Hingga suatu sore, ketika bunga mawar di pot ruangan ICU hampir layu, Ale menggeliat pelan.
Monitor detak jantung menunjukkan lonjakan.
Jari-jarinya sedikit bergerak.
Dan dari mulutnya yang kering… terdengar satu bisikan pelan:
“Fa…tur…”
Dinda menangis hari itu. Abah berdiri lama di ambang pintu ruangan, menahan emosi seperti air bah yang siap meledak.
Dia tidak ingat siapa dirinya.
Tapi dia menerima nama baru itu… seperti sudah tertulis dalam nadi.
Flashback selesai – kembali ke masa kini
Malam itu di rumah Fatur, jam sudah menunjukkan pukul 22.47.
Ummah Dinda berdiri di depan jendela, menatap ke luar—ke arah halaman belakang tempat Fatur sekarang suka duduk sendiri malam-malam. Kadang menulis. Kadang diam.
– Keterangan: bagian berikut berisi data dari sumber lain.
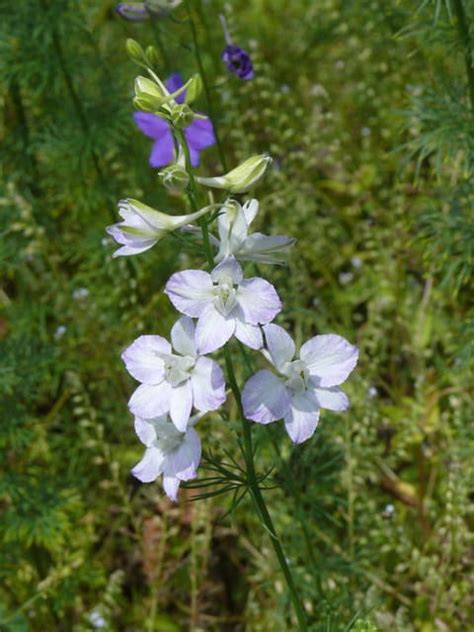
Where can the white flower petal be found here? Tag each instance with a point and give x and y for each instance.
(330, 358)
(302, 418)
(279, 344)
(181, 403)
(249, 335)
(265, 398)
(332, 398)
(227, 269)
(258, 301)
(142, 361)
(182, 336)
(213, 330)
(208, 384)
(250, 210)
(184, 461)
(150, 400)
(146, 430)
(150, 467)
(190, 291)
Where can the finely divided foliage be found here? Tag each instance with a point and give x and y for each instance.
(177, 378)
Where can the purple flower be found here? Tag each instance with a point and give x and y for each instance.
(173, 383)
(199, 135)
(224, 303)
(238, 61)
(174, 454)
(307, 384)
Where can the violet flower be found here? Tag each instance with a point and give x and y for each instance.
(225, 304)
(235, 58)
(306, 385)
(173, 382)
(199, 134)
(173, 454)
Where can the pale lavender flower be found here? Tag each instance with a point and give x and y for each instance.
(199, 134)
(235, 58)
(224, 303)
(173, 454)
(306, 385)
(233, 225)
(173, 382)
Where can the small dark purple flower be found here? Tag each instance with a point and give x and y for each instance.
(238, 61)
(133, 11)
(199, 135)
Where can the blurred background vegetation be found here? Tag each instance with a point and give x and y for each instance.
(367, 109)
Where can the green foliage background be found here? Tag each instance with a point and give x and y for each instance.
(365, 107)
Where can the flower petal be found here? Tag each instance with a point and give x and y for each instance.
(181, 403)
(213, 330)
(184, 460)
(149, 401)
(146, 430)
(249, 335)
(332, 398)
(182, 336)
(171, 487)
(302, 419)
(250, 209)
(190, 291)
(151, 125)
(150, 467)
(208, 385)
(265, 398)
(142, 360)
(280, 345)
(227, 269)
(258, 301)
(162, 152)
(330, 358)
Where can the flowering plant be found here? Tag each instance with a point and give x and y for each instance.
(179, 382)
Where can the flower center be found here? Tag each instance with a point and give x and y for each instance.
(167, 437)
(297, 375)
(226, 296)
(178, 369)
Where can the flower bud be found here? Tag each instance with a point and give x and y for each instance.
(242, 178)
(148, 95)
(174, 178)
(134, 50)
(181, 115)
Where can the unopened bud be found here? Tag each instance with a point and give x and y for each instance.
(242, 178)
(181, 115)
(174, 178)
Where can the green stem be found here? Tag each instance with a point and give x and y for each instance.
(206, 87)
(252, 480)
(465, 37)
(257, 495)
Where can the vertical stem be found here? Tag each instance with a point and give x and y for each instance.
(205, 84)
(463, 29)
(252, 480)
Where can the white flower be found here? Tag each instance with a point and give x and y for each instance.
(306, 385)
(143, 226)
(173, 382)
(233, 225)
(224, 303)
(173, 454)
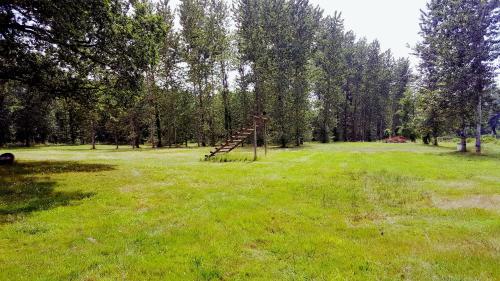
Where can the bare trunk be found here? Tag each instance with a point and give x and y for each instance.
(463, 140)
(158, 127)
(478, 125)
(93, 134)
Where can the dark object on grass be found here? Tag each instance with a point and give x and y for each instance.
(7, 159)
(494, 123)
(396, 139)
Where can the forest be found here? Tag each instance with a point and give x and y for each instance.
(142, 72)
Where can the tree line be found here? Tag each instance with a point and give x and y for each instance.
(139, 71)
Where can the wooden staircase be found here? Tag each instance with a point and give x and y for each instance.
(239, 137)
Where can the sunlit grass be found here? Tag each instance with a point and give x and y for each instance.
(358, 211)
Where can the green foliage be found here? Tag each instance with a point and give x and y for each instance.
(354, 211)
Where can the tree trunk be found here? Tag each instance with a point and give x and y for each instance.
(478, 125)
(158, 127)
(463, 140)
(225, 101)
(92, 124)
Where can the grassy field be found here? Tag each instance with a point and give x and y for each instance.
(360, 211)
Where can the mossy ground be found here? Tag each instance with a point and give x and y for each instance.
(347, 211)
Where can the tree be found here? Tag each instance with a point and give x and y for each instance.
(459, 44)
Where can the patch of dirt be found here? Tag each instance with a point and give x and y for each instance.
(487, 202)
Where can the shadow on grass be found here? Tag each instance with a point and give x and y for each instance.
(26, 187)
(471, 156)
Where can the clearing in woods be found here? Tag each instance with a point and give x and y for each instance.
(351, 211)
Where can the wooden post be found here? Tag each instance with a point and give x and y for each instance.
(254, 140)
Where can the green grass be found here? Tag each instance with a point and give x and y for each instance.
(360, 211)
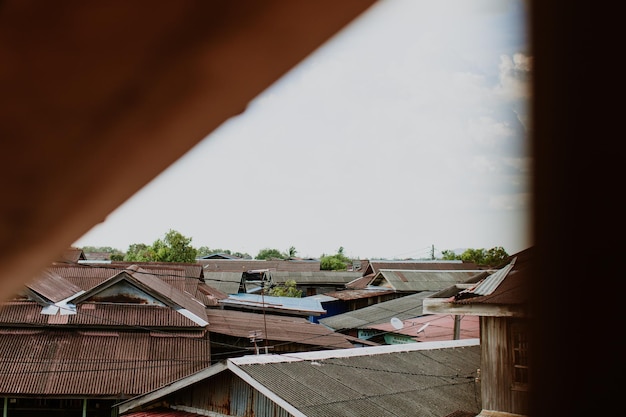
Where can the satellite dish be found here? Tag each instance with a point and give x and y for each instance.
(421, 329)
(396, 323)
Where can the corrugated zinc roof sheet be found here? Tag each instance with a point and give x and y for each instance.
(82, 363)
(339, 278)
(52, 286)
(279, 328)
(415, 281)
(428, 382)
(406, 307)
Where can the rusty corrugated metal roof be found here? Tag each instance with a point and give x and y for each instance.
(152, 285)
(53, 287)
(120, 364)
(96, 314)
(421, 280)
(376, 265)
(163, 412)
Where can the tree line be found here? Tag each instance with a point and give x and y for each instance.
(175, 247)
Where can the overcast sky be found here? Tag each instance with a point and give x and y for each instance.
(406, 131)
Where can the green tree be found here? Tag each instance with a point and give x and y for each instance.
(483, 257)
(174, 247)
(267, 254)
(139, 252)
(114, 254)
(205, 250)
(287, 290)
(336, 262)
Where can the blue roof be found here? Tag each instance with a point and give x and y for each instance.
(308, 305)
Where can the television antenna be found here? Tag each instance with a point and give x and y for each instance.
(421, 329)
(396, 323)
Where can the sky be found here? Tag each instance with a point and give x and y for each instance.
(405, 134)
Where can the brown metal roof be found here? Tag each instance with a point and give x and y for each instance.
(376, 265)
(346, 295)
(106, 365)
(72, 255)
(52, 286)
(152, 285)
(96, 315)
(423, 280)
(163, 412)
(512, 289)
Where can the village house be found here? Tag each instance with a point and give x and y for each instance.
(502, 301)
(418, 379)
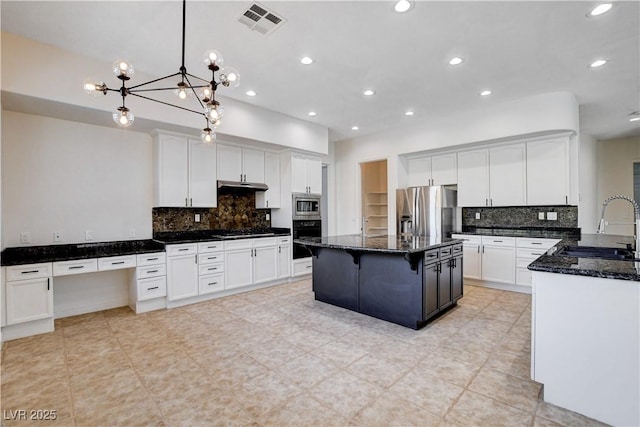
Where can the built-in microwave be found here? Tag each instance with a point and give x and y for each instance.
(306, 206)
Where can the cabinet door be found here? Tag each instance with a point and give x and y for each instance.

“Dia mungkin tak pernah tahu,” katanya pelan pada suaminya. “Bahwa sebelum ia punya mata yang sekarang… ia pernah punya cinta yang dalam. Dan pernah punya nama lain.”
Abah Rahman menjawab lirih, “Mungkin tidak perlu dia tahu semuanya, Dinda. Tapi mungkin… seseorang akan membuatnya ingat. Bukan dengan paksaan. Tapi lewat getar yang tidak pernah bisa didefinisikan oleh logika.”
Mereka berdua tahu siapa yang mereka maksud.
Wina.
Karena ada bagian dari ingatan yang tidak bisa dibangkitkan oleh foto, surat, atau catatan medis…
Hanya bisa disentuh oleh rasa yang pernah hidup.
Bab ini mengungkap dengan utuh: Ale tidak pernah meninggal. Ia koma. Dan ia bangkit dengan nama baru, hati baru… tapi tetap menyimpan jejak masa lalunya dalam bentuk yang belum ia sadari. Kita melihat cinta orang tua, penderitaan kehilangan, dan usaha menyelamatkan seseorang dengan cara paling manusiawi.